# Starting work on cubs need a few pointers!



## matlayfield (Jul 6, 2013)

I have the following
147 running fine with 
brinley plow, tine cultivator, box blade, notched disc set, potato hiller

109 just got running , it'll run on a hot battery but if you disconnect or remove it shuts off
2 complete decks , hydro lift in rear , and I got a tiller as well

I just need someone to get me over a few humps, and I will be just fine.
I have had NO HELP at all on the other forums and refuse to visit there again.
I can fab just about anything and have been in the 12 volt electrical industry for 20 years. Speaker and amps. But ignition and charging systems of 40 year old tractors is not my strong point.

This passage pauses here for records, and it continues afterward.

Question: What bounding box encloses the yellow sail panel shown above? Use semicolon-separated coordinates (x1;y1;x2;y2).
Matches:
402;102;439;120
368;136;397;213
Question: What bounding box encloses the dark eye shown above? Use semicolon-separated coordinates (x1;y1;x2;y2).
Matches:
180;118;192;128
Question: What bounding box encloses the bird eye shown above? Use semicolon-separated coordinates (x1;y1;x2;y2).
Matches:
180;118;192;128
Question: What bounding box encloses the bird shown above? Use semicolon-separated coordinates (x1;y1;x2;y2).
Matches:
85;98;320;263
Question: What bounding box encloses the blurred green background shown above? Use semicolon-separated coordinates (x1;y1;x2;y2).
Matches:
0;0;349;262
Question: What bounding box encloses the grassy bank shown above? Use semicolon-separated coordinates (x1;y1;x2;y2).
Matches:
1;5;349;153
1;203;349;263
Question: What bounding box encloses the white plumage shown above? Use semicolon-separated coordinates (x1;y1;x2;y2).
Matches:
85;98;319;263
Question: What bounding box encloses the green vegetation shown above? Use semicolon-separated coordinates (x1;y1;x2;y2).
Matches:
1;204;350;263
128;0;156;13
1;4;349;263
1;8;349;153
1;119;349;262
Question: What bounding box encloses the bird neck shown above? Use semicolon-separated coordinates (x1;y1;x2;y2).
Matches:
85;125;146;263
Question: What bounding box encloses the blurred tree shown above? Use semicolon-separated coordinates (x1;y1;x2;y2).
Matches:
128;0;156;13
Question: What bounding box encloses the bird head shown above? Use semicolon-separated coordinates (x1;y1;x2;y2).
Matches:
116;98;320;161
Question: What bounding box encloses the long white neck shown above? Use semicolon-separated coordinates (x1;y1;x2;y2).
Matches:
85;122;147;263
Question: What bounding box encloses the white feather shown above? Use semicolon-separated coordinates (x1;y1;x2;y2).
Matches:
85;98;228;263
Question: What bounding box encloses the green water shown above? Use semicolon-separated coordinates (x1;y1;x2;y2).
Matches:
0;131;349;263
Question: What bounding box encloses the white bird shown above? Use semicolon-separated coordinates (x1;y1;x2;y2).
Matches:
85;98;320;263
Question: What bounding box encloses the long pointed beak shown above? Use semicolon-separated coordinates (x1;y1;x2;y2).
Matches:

128 got running but engine needs rebuilt
100 completely dismantled, engine runs.


----------



## Hoodoo Valley (Nov 14, 2006)

Welcome to the forum matlayfield! This is really a close knit forum, shucked full of great knowledgible (however you spell that word) folks. It sure looks like you have a great foundation there. I always did like those Cubs


----------



## auctioneeral (Dec 17, 2011)

109 Needs a battery in it at all times to supply juice to the coil. if your jumping a battery all ready installed in tractor that would mean that battery is dead.


----------



## matlayfield (Jul 6, 2013)

auctioneeral said:


> 109 Needs a battery in it at all times to supply juice to the coil. if your jumping a battery all ready installed in tractor that would mean that battery is dead.


So I will need to charge the battery and wait until it dies to tell if the charging system fails? How can I test the s/g


----------



## matlayfield (Jul 6, 2013)

matlayfield said:


> So I will need to charge the battery and wait until it dies to tell if the charging system fails? How can I test the s/g


I mean how do I test the v/r? With a hot battery and running engine I do know that the s/g should output roughly 14 volts. Not on the starter side but the gen side correct? So if that is


----------